All marketers have to do to make more money and profits and improve customer relationships and acquisition, is to pay attention to what customers are saying online, and in public.
MacLean: Naturally you can’t speak of, or think of, social media and privacy without thinking about location data. Do you think that the concern around privacy might impact app development in this area? Or, are the apps just so cool and useful that people will accept the risk?
Israel: I think the shock and outrage related to personal data is subsiding. I think most people understand what is going on and have decided the upside of what this technology can do is worth the cost-because the apps improve the user/customer experience.
Yes, the apps are so cool. However, users have more choices than ever before, and they will have even more choices for at least the next few years. They will choose the apps and merchants who give them the best experiences for the loss of their personal data. They also will prefer doing business with companies that allow them a few filtering options, as well as the right to correct wrong data and the ability to opt out during private moments.
MacLean: What impact do you think all of this has on business? Are businesses really leveraging technology and data the way they could be, or still in a wait and see mode?
Israel: All this is new stuff in a new age, one in which users have far more control than has previously been possible. For tangible retail, and other customer-facing businesses, this is a new hope. As mentioned we have witnessed online technologies for the last 20 years sucking customers out of the stores. Now with contextual technologies, particularly mobile apps, and proximity platforms such as Beacons, etc. they are modernizing the experiences in malls, stores, stadiums, airplane terminals, and concert halls.
Merchants are using this stuff in new ways, some of it is a bit clumsy, but there are other experiments that show great promise, such as smart mannequins that know when a loyalty program enrollee is interested in an item and wants to try it on. It can signal a clerk who then puts the garment, in the right color and size into a dressing room. The customer then uses a mobile app to unlock the dressing room door and try on the item.
In airports, there will soon be apps that tell shoppers how much time it will take them to get to the gate based on the walking speed that the mobile app is observing.
It’s amazing stuff and it has all just begun.
MacLean: What impact is all of this having on conversations with customers and prospects?

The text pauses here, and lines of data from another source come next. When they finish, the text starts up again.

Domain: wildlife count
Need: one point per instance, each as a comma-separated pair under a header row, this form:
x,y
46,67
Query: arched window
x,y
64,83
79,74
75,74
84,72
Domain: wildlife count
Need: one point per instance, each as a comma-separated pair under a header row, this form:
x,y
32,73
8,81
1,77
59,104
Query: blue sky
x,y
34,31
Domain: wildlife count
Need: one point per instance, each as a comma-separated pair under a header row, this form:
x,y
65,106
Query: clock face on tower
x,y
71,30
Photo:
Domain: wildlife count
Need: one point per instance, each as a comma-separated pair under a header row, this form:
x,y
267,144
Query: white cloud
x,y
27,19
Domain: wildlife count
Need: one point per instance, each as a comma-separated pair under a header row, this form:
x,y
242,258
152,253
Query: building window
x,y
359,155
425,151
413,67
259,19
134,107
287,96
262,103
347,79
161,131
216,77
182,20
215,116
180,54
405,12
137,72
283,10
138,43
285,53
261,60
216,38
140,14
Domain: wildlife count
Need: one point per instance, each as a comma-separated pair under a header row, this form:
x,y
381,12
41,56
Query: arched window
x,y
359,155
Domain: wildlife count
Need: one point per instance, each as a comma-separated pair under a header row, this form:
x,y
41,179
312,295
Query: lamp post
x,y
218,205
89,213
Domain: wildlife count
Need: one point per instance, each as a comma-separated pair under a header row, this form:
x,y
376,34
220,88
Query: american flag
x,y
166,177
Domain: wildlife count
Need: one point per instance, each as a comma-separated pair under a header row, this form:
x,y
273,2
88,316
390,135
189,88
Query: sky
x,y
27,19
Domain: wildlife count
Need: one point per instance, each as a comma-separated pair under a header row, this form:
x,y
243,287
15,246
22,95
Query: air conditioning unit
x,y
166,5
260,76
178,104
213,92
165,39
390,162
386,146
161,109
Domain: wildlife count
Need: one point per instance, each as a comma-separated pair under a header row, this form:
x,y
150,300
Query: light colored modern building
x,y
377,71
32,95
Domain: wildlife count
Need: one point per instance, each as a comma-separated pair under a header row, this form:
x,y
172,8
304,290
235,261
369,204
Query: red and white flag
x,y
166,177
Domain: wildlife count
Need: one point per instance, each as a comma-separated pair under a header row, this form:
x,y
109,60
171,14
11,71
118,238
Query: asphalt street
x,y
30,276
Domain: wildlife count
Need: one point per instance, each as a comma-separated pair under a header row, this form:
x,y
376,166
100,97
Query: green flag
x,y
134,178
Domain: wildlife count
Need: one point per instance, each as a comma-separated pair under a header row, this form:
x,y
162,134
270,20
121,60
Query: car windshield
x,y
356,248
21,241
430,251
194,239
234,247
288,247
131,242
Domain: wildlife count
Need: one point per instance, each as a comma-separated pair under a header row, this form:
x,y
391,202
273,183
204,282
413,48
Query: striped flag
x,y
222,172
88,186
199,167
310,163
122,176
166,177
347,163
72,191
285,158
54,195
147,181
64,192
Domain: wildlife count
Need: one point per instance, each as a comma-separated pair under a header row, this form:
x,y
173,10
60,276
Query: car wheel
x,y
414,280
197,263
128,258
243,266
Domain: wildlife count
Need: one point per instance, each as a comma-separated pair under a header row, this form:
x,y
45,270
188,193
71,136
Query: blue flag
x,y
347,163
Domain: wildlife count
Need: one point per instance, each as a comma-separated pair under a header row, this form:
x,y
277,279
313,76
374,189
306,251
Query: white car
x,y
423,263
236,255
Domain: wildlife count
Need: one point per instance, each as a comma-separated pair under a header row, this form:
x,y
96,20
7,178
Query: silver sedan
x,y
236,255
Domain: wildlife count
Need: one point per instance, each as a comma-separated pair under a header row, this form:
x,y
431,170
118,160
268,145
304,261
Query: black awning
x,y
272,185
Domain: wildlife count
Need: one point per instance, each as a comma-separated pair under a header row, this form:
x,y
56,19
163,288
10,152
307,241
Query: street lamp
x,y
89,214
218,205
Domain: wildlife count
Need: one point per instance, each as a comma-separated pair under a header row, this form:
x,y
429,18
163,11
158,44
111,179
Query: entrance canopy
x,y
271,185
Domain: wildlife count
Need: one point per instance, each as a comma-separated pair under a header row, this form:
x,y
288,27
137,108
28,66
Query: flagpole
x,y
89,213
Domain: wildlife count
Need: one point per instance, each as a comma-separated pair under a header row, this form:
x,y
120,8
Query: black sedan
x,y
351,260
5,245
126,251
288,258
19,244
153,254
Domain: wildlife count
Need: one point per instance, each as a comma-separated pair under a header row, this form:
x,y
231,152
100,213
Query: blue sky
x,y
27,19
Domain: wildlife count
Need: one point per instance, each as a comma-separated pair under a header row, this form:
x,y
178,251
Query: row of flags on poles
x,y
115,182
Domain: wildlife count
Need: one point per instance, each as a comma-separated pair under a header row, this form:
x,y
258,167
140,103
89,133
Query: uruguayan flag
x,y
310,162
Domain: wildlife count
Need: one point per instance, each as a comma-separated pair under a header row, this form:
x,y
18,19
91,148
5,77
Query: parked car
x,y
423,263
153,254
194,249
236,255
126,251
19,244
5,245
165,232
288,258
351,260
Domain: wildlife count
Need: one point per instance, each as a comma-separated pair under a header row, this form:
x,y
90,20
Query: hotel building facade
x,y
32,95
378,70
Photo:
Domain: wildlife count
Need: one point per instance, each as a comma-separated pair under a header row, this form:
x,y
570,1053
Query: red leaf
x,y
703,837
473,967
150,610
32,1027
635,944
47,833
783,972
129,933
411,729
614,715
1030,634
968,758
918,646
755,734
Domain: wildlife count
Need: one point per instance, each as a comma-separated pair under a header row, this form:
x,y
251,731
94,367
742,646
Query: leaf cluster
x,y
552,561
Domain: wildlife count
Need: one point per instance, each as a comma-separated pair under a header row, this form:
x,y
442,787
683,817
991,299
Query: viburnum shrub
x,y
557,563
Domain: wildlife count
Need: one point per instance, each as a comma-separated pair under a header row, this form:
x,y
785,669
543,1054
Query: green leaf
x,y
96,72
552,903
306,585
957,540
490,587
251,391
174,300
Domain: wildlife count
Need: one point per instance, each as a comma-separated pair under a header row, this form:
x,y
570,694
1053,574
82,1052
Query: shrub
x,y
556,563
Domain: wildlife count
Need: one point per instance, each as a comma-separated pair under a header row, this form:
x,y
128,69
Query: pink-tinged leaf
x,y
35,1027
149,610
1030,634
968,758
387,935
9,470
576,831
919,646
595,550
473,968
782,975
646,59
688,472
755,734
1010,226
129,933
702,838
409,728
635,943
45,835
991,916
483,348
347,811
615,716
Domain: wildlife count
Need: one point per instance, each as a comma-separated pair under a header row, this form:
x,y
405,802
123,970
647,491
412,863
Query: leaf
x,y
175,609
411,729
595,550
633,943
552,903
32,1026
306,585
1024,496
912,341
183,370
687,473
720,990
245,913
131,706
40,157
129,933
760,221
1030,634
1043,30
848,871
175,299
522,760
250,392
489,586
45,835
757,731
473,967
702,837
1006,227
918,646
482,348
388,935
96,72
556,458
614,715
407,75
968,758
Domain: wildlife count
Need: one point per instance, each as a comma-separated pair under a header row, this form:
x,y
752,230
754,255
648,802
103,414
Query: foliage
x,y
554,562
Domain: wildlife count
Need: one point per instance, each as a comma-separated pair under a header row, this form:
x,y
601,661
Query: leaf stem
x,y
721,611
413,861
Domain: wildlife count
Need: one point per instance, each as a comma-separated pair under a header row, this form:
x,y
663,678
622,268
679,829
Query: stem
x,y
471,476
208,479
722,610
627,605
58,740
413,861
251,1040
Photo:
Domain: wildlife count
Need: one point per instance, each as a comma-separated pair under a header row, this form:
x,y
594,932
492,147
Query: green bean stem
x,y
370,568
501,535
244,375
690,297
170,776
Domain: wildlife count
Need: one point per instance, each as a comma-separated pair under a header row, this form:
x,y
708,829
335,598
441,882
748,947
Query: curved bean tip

Israel: Contextual technology is now weaving itself into the fabric of the buyer-seller relationship. The data we just discussed, allows the seller to treat all participating customers as individuals, making offers and giving assistance when needed and being unobtrusive when that’s what the customer wants.
What’s also very important here are conversations between customers. We tell each other what and where to buy, travel, eat, watch and listen to. Technology has given customers great power to influence, recommend and warn against brands, and brands have less influence over customer decisions as customers rise in power.
MacLean: How are you using technology differently than you were a year ago?
Israel: In the last year, I have not really changed much. I have my own portable, Wi-Fi and switched back to non-Bluetooth phones. I have probably double the number of mobile apps I am using.
The real issue is that I am using more, much more, technology in more ways. I am using it more with family members and medical service providers. I am paying for more with online checking and starting to make mobile cheque deposits-although I get paid increasingly through electronic systems.